Edward Augustus Freeman (1823–1892) debunks the story as a "tissue of romance" in his 1875 Historic Essays and writes: "The process by which legend gets transmuted into apparent history could not have been better described than it is by Lord Macaulay." Freeman also refers to another contemporary chronicler, Geoffrey Gaimar, whose L'Estoire des Engleis ("History of the English People"; 1136–1140) describes Æthelwald's death at the hands of unidentified armed men in Wherwell Forest (Harewood Forest).

Elizabeth Norton, a historian specialising in the queens of England, concludes that "the evidence certainly does not suggest that [Æthelwald] was murdered" and that the story related by William of Malmesbury is "a later elaboration" of the reason behind Ælfthryth's foundation of nearby Wherwell Abbey, "which was popularly considered to have been carried out as an act of atonement."

==In popular culture==
The story of Æthelwald's murder was revived by William Henry Hudson (1841–1922), a naturalist who, "fascinated like many before and after by this monument", published a romantic version of the legend in his Dead Man's Plack and an Old Thorn (1920). Hudson, who stated that he disliked Freeman "because he was so infernally cock-sure, so convinced that he and he alone had the power of distinguishing between the true and false", also went to some lengths to discredit the historian's dismissal of the story as untrue.

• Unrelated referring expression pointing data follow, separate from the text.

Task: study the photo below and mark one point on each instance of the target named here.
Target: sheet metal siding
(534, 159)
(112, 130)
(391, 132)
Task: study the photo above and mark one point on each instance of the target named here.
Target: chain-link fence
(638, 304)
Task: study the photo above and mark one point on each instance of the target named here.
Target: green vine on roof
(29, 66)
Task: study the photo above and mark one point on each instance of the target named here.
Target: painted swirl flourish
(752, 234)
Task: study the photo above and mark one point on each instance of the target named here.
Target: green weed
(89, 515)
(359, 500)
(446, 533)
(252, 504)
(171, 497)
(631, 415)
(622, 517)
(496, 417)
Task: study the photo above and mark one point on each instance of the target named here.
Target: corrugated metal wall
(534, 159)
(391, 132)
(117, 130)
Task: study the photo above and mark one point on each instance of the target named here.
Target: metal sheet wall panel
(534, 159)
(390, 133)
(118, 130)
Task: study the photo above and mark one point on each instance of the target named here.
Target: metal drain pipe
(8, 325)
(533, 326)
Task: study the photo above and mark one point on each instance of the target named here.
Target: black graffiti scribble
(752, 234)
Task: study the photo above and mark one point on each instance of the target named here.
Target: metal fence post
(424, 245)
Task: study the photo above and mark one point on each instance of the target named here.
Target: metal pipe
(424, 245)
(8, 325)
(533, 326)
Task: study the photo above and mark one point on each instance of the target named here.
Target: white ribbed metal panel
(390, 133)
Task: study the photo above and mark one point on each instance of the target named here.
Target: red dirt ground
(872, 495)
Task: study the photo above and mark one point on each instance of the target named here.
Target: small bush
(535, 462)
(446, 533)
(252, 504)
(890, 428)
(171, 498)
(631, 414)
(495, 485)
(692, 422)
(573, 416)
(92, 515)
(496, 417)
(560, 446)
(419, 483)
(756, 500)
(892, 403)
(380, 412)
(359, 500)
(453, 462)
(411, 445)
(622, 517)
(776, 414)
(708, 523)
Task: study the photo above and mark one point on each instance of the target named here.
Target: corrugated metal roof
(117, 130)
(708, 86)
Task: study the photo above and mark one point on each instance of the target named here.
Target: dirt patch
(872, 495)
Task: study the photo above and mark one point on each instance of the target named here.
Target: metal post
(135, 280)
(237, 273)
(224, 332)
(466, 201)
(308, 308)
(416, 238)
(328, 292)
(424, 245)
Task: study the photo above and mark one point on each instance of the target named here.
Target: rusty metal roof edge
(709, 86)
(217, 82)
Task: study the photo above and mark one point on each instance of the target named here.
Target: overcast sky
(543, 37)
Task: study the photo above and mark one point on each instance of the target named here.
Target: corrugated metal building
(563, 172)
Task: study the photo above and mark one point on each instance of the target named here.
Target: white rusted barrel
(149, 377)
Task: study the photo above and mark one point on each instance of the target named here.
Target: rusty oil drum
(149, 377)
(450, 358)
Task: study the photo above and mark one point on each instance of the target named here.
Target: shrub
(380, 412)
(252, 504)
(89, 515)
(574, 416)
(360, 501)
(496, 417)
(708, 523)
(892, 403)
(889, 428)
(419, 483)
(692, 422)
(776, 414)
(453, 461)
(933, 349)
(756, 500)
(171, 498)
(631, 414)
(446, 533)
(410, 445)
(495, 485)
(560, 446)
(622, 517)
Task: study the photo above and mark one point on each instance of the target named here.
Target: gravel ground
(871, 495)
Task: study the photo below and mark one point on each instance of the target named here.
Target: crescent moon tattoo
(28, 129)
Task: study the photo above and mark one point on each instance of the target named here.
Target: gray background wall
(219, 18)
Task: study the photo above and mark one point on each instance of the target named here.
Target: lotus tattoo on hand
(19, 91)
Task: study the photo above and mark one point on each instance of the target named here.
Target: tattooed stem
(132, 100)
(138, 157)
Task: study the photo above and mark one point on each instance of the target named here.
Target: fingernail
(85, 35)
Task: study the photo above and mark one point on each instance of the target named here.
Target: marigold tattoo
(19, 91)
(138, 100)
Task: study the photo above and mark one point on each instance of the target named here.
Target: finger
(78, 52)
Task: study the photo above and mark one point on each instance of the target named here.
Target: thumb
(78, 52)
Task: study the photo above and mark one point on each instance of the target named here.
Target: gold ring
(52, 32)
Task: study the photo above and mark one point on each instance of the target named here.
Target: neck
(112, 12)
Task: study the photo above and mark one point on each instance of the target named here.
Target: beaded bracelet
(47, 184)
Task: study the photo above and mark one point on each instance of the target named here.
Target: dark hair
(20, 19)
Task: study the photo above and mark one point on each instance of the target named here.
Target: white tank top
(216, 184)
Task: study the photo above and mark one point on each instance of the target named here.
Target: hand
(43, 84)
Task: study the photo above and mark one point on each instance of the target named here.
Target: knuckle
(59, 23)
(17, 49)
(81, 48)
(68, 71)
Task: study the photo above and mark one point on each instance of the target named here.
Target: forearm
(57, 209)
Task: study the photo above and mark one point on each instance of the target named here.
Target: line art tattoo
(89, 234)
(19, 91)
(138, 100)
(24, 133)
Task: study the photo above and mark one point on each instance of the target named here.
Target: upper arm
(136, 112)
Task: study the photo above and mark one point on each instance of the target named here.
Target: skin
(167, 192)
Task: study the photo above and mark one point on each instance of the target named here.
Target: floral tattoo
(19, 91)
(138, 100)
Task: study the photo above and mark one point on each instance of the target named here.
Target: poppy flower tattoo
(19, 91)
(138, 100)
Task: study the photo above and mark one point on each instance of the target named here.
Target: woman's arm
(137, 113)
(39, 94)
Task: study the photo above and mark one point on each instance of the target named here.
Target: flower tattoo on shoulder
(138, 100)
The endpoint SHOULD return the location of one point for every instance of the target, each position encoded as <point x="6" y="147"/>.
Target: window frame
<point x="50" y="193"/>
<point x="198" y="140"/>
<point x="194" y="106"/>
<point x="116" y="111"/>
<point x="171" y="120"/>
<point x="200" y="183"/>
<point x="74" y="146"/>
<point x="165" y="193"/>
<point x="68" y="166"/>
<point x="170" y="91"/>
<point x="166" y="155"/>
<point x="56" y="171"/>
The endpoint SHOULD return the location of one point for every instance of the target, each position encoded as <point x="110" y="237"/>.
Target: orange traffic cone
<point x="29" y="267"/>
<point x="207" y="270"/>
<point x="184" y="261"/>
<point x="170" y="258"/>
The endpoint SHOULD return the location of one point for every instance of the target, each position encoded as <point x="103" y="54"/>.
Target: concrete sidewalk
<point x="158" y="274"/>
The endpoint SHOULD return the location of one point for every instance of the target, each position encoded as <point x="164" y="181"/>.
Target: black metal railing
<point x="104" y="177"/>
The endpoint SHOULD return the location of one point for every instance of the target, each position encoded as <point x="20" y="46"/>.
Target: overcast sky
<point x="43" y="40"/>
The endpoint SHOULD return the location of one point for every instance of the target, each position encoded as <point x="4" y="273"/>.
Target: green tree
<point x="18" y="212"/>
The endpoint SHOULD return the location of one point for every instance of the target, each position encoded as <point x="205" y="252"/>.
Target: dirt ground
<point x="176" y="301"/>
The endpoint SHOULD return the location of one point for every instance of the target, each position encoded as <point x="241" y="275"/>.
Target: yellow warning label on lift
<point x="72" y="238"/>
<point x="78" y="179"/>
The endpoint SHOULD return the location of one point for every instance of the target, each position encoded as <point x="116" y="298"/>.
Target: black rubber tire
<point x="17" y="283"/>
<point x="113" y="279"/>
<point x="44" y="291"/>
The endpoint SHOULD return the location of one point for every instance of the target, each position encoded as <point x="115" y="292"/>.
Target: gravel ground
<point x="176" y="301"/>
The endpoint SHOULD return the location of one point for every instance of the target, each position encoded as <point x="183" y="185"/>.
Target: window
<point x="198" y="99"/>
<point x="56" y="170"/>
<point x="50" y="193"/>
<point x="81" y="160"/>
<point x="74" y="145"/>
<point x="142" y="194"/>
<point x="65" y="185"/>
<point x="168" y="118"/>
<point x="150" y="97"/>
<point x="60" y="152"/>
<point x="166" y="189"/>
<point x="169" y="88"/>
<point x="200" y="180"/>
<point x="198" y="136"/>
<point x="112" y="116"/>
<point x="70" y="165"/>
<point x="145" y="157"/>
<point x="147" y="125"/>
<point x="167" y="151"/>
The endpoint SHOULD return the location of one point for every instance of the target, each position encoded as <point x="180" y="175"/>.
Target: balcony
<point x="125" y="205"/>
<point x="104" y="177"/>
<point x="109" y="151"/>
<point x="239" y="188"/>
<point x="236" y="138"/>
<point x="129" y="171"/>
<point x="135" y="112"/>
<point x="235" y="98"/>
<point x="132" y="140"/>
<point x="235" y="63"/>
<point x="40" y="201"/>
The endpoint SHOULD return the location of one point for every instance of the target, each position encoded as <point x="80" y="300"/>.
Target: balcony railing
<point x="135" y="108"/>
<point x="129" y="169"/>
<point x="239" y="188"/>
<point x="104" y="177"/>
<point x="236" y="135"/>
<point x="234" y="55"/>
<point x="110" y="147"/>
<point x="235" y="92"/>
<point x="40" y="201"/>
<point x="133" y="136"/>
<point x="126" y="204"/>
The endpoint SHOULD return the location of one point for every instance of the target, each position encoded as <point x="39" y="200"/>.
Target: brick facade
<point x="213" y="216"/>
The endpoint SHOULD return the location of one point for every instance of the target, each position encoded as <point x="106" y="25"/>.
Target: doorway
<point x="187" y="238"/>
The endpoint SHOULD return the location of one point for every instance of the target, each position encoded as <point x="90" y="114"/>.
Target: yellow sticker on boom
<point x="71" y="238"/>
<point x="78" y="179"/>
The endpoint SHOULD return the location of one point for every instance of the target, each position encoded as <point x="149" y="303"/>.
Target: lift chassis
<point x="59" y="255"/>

The story is also the subject of The King's Henchman, an opera in three acts composed by Deems Taylor to an English language libretto by Edna St. Vincent Millay. It premiered on 17 February 1927 at the Metropolitan Opera in New York City in a performance conducted by Tullio Serafin. On 18 September 1927 it became the first live opera to be broadcast on CBS Radio when it was performed in a condensed version narrated by Taylor.